Today, Colin’s clients come from all over the UK to learn from his expertise and many even come from abroad, due to a simple lack of support in their own country. He imparts his knowledge through teaching, lecturing, workshops and private events. He talks, almost with surprise, about the sheer diversity of his client base – they are male, female, singles and couples of all sexualities, cultures and creeds – all seeking help to either better understand their sexuality, improve sexual performance or learn how to become a better and more confident lover.

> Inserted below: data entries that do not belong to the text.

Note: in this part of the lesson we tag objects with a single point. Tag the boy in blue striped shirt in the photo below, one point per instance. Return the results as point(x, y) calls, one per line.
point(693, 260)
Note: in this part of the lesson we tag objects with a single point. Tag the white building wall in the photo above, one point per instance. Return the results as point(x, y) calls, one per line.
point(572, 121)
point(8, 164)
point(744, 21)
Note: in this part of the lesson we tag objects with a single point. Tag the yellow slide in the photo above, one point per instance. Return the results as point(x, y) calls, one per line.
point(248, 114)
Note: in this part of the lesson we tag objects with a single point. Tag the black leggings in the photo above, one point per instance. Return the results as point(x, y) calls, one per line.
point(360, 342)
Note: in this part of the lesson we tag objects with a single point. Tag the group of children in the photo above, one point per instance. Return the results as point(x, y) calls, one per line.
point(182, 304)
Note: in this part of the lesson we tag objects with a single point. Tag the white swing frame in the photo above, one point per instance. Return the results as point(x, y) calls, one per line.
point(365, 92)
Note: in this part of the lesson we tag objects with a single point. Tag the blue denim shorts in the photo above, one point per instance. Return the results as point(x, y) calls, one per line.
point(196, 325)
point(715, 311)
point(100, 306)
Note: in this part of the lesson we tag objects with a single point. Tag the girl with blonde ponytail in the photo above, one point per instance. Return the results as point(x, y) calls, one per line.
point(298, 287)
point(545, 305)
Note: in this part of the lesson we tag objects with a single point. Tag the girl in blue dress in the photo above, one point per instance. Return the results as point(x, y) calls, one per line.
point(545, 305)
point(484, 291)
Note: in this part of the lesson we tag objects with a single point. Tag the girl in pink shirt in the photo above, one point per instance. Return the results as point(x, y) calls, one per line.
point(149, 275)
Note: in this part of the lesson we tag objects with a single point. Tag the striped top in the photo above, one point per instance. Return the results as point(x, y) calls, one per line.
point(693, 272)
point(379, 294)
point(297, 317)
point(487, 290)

What’s important to this man, is that his work makes a real difference to people. Not just to himself, or even the people who pay him; but to people in general and the way in which they are perceived and treated because of their desires and sexuality. “If in 10 years from now,” he says, “my job title no longer raises eyebrows, then I’ll know that my challenging journey has been worthwhile. I’m happy with my world as it stands now, because by following my heart and my passion for helping others, I feel I’m challenging society to help itself.”
Personally, I haven’t met anyone whose life experiences combined with a formidable academic grounding in sexual psychology, give me more confidence in their ability as a sex mentor. Having listened not only to Colin Richards’ life story but also to his research and theory into many of the most complex aspects of human sexuality; I found it difficult not to put questions to him about my own relationship. Because if there’s one thing that I’ve learned since getting to know him, it’s that we’re all deeply shaped by our experiences and nowhere do these differences (and often, problems) manifest themselves more strongly and frustratingly than in the bedroom.